While the gruesome faces of gargoyles are among the things that occupy our imaginations and scare us around Halloween, they can be found in Jim Thorpe year round at the Upper Mauch Chunk Cemetery.
There, fixed on the east side of the Memorial Chapel of the Resurrection, they watch over the graves of and monuments to the movers and shakers of Mauch Chunk including Asa Packer. The chapel itself was financed by Packer’s daughter, Mary Packer Cummings, who dedicated it to her sister Marion Packer Skeer.
Before the pulpit, a black wrought iron fence surrounds an Otis elevator, on which coffins descend to the crypt below and the entombed are held there for the winter, as the ground is too frozen to accept their remains.
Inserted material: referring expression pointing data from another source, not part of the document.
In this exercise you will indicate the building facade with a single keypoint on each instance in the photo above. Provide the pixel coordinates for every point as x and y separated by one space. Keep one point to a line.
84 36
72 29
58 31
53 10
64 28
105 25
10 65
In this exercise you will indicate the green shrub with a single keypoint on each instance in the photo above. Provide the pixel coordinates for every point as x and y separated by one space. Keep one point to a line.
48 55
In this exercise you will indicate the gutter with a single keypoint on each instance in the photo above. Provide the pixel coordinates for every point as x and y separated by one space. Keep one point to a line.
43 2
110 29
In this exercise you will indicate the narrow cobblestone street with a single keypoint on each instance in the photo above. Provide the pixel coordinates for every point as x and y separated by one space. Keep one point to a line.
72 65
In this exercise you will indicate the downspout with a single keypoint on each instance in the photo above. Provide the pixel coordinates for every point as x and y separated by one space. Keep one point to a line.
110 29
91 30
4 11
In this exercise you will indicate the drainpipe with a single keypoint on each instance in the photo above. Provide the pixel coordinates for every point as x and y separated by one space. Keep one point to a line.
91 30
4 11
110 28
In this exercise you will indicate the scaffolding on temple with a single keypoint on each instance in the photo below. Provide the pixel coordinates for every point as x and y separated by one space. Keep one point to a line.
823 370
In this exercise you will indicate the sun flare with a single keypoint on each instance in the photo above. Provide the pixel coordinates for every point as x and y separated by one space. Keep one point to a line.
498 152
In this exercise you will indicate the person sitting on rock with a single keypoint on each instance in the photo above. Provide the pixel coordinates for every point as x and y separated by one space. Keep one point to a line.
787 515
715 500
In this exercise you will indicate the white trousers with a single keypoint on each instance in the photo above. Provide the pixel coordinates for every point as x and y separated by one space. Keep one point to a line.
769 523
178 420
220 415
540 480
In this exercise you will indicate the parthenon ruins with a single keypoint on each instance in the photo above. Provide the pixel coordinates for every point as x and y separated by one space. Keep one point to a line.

The cemetery itself is a beautiful Victorian statuary with ornate monuments accenting the landscape of simpler stones.
The Rex family, who once operated a coffee warehouse in our Times House building, had giant granite balls adorning the top of their monuments. A peculiar and somewhat spooky story concerns one ball that got away from its mount at the cemetery and rolled all the way down from the Heights, across Broadway to Race Street, where it hit the spring at the top of the street before rolling to a stop a few doors away from us at what was once the Rex family home, now Three Mountains Gallery at 29 Race Street.
Jim Thorpe artist David Price, who lives and works at Three Mountains, is working on a series of prints and a narrative inspired by that true story and a dream he had. Price is scheduled to play the Tibetan Bells at a poetry reading this weekend at Strange Brew but I guess we’ll see for whom the snow tolls. Huhuhuhuha – supposed to be a deep evil laugh.
Happy Halloween from the Times House Bed and Breakfast!